Vessel stiffness is one of the multiple characteristics of cardiovascular (CV) disease, including abnormalities like, the thickening of the vessel wall, formation of fatty streaks, atherosclerotic plaques, and coronary artery calcification [1]. Arterial stiffness is being increasingly recognized as a surrogate end point for CV diseases [2]. The mechanism of arterial stiffness most often involves, degradation of elastin fibers, collagen accumulation, re-organization of cellular elements, and low-grade inflammation with increased expression of tumor necrosis factor-alpha, interleukin-6 and high-sensitivity C-reactive protein [3, 4]. Arterial stiffness reflects sub-clinical organ damage and is considered an important predictor of CV disease. The carotid-femoral pulse wave velocity (cfPWV) is a recommended measure to determine arterial stiffness [5]. A systematic review showed that aortic PWV is a strong predictor of future CV events and all-cause mortality, and has a predictive value independent of classic potential CV risk factors [2].

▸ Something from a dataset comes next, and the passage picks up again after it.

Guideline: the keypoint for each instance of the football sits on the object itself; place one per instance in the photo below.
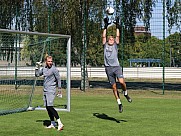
(109, 10)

Aberrant production of the adipokines, due to adiposopathy (fat dysfunction), is an important risk factor for the development of obesity-related CV diseases. Adipocyte fatty acid binding protein (A-FABP), a polypeptide with 132 amino acids and a molecular mass of 14.6 kDa, is one of the most abundant proteins in mature adipocytes, accounting for about 6 % of their total cellular protein content [6]. A-FABP mRNA and protein production are elevated in subcutaneous adipose tissue, as compared to the visceral depot in lean and obese individuals [7]. A-FABP overproduction is believed to play a central role in obesity-related CV disease and endothelial dysfunction by increasing cholesterol and triglyceride accumulation, leading to foam cell development and induction of pro-inflammatory genes. This will in turn promote insulin resistance, atherosclerosis, and potentiate lipid-induced impairment in the activation of endothelial nitric oxide synthase (eNOS) [8].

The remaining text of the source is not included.